Winning the Conditional OCC National Bank Charter
On April 27, 2026, Mercury achieved a monumental regulatory milestone when the Office of the Comptroller of the Currency (OCC) granted preliminary conditional approval for its de novo charter application to establish Mercury Bank, N.A. (National Association), to be headquartered in Utah.
Key details of the charter and its transition include:
- Leadership: Mercury appointed Jon Auxier—an alum of SoFi, Goldman Sachs, and Green Dot—as the CEO of the proposed Mercury Bank. Auxier previously helped lead the implementation of SoFi’s own national bank charter, which was conditionally approved in 2022.
- Product Autonomy: Mercury CEO and co-founder Immad Akhund highlighted that the charter is essential for closing key product gaps: "Our customers have been asking for Zelle, for expanded lending, for payment infrastructure we actually control. We couldn’t give them those things without a bank charter... This is how we start closing them."
- Sponsor-Bank De-risking: Obtaining a charter allows Mercury to direct-connect to Fedwire and ACH, offer FDIC-insured deposits, and issue credit cards under its own bank, dramatically reducing its long-term reliance on sponsor banks. Mercury's current partner network includes Choice Financial Group, Column National Association, and card issuer Patriot Bank.
- Next Steps: The conditional approval transitions Mercury Bank into its "organization phase," during which it must satisfy capital, governance, and preopening conditions laid out by the OCC, alongside securing final approvals for deposit insurance from the FDIC and bank holding company status from the Federal Reserve.

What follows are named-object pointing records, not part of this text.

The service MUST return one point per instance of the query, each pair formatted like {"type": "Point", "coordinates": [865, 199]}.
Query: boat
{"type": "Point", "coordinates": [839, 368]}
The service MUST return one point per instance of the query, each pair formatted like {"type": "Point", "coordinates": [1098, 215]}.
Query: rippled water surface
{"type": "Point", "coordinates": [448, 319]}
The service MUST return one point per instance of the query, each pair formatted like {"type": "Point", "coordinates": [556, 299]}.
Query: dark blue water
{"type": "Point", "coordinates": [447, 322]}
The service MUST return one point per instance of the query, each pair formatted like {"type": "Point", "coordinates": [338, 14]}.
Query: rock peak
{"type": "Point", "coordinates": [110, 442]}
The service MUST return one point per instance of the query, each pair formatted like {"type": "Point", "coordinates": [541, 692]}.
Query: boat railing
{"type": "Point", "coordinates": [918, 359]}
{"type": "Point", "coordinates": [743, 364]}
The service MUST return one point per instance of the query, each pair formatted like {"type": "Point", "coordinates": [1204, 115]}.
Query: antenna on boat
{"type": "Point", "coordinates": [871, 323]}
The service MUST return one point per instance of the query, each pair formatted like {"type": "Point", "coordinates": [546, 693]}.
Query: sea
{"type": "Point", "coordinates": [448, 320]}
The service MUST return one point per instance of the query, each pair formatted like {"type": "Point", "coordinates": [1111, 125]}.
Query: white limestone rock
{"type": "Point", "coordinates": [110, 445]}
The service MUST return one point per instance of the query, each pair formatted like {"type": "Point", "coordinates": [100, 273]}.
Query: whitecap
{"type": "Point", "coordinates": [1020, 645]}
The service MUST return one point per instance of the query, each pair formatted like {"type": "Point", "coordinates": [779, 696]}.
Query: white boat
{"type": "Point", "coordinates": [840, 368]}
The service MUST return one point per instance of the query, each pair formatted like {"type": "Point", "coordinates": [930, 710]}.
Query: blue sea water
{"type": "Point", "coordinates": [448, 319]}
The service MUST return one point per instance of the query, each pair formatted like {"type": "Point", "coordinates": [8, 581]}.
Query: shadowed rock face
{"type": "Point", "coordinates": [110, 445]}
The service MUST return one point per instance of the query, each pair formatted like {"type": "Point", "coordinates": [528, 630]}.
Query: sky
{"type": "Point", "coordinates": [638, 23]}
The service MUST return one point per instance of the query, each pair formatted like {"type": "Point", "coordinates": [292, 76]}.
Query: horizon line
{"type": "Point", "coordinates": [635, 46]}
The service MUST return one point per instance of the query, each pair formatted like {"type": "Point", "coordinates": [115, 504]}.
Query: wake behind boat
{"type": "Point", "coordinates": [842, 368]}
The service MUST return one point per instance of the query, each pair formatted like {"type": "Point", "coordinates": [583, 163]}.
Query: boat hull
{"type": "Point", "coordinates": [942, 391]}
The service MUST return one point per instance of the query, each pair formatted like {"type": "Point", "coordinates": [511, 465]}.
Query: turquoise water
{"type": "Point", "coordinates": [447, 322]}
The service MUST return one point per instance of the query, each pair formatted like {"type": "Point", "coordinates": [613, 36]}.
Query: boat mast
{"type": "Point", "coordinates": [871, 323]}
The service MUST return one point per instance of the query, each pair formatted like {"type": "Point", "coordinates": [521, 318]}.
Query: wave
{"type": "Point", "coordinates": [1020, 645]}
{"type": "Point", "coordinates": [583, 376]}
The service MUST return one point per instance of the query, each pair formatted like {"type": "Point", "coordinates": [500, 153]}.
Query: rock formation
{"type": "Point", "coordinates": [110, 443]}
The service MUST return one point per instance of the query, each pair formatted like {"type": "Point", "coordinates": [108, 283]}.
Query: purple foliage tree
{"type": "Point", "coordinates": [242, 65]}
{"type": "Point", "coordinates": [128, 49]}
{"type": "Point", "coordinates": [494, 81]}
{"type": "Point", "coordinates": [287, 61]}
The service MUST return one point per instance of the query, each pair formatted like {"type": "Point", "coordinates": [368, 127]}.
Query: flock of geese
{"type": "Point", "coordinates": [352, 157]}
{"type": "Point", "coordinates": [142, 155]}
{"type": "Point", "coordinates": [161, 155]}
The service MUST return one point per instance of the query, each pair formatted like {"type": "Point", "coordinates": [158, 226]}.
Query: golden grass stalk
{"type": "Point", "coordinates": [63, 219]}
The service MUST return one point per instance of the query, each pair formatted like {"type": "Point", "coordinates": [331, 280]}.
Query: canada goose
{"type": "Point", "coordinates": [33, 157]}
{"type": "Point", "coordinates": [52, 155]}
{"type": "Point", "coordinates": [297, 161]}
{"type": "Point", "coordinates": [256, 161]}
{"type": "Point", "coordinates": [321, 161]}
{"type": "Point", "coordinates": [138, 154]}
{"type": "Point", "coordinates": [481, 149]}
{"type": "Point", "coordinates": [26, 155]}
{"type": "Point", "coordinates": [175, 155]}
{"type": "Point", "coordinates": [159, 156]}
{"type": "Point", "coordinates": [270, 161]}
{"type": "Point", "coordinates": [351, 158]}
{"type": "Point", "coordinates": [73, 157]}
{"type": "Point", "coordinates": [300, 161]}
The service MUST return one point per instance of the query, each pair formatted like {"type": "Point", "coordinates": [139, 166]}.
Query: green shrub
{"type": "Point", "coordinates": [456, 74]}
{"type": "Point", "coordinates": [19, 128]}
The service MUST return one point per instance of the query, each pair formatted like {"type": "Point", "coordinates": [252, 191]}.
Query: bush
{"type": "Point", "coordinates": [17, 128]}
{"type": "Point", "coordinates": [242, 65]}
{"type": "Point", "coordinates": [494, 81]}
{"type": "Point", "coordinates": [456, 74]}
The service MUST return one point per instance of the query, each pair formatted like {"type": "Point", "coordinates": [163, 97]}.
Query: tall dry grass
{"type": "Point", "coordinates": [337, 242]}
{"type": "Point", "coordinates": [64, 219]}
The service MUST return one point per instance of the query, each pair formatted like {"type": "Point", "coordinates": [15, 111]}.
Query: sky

Part of a Fast-Tracked De Novo Wave
Mercury’s approval is a flagship event in a broader de novo chartering surge in 2026, fostered by a friendlier regulatory landscape under the Trump administration. With OCC Comptroller Jonathan Gould and FDIC Chair Travis Hill backing an increase in de novo chartering, the median approval timeline for bank charters has plummeted to 166 days (down from a high of 321 days in 2024), according to Klaros Group.
This regulatory shift has enabled a wave of other major approvals and applications:
- Nubank received conditional OCC approval for its national bank charter on January 29, 2026.
- Erebor Bank achieved a full de novo national bank charter in February 2026.
- UBS gained final approval for a US national bank charter in 2026.
- Ford, GM, and Edward Jones secured conditional industrial loan company (ILC) charter approvals from the FDIC.
- Upstart, Revolut, Bunq, and Mission Lane have active applications undergoing fast-tracked review.
Launching AI Financial Agents
Capitalizing on its unified platform architecture, Mercury also launched a suite of AI financial agents designed to automate complex back-office workflows for startups. These agents handle tasks such as real-time cash flow forecasting, automated tax compliance prep, and intelligent accounts payable routing, positioning Mercury as a comprehensive, AI-native operating system for business finance.